Many countries around the world are seizing the moment and actively pursuing their foreign policy objectives and possibilities for positive outlook through the use of social media platforms like Facebook, Twitter, Instagram etc. The primary use of social media as an online platform makes this part of public diplomacy also easily reachable, meaning that it does not rely that much on resources or national GDP. Whether it is a small country or large super power is something that is slowly loosing significance in the digital world. The reason behind this is because most online material is not as expensive as traditional diplomacy and it can reach masses in no time. ...

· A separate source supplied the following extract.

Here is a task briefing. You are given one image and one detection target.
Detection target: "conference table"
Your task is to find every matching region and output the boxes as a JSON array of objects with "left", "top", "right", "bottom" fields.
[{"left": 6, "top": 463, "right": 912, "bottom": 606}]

There is very thin line between public or digital diplomacy and actual propaganda. Acknowledging that propaganda can be the other (negative) side of the same coin additionally reinforces the need to invest resources and work with innovative ideas on the best way to get the message across and change the narrative. A shining example of digital diplomacy in practice is the use of social media platforms, such as Twitter by diplomats, usually Ambassadors, who thereby engage with the nationals of the country to which they are accredited with the aim of promoting and fostering their own national foreign policy objectives. What is essential in this digital outreach is the lines of direct communication and access to influencers, journalists, national politicians and at the end of the day regular people. The reason why digital diplomacy can be so attractive is because unlike the traditional style of conveying a message, through a statement or event, it can also offer a personal view on current issues and a sneak peak at the “secretive” diplomatic world. Lastly, the need for strengthening digital diplomacy efforts is especially important taking into account the lack of resources for the conduct of traditional diplomacy. This is especially relevant when taking into account the need to close down embassies or cut down embassy staff, especially in tough economic times.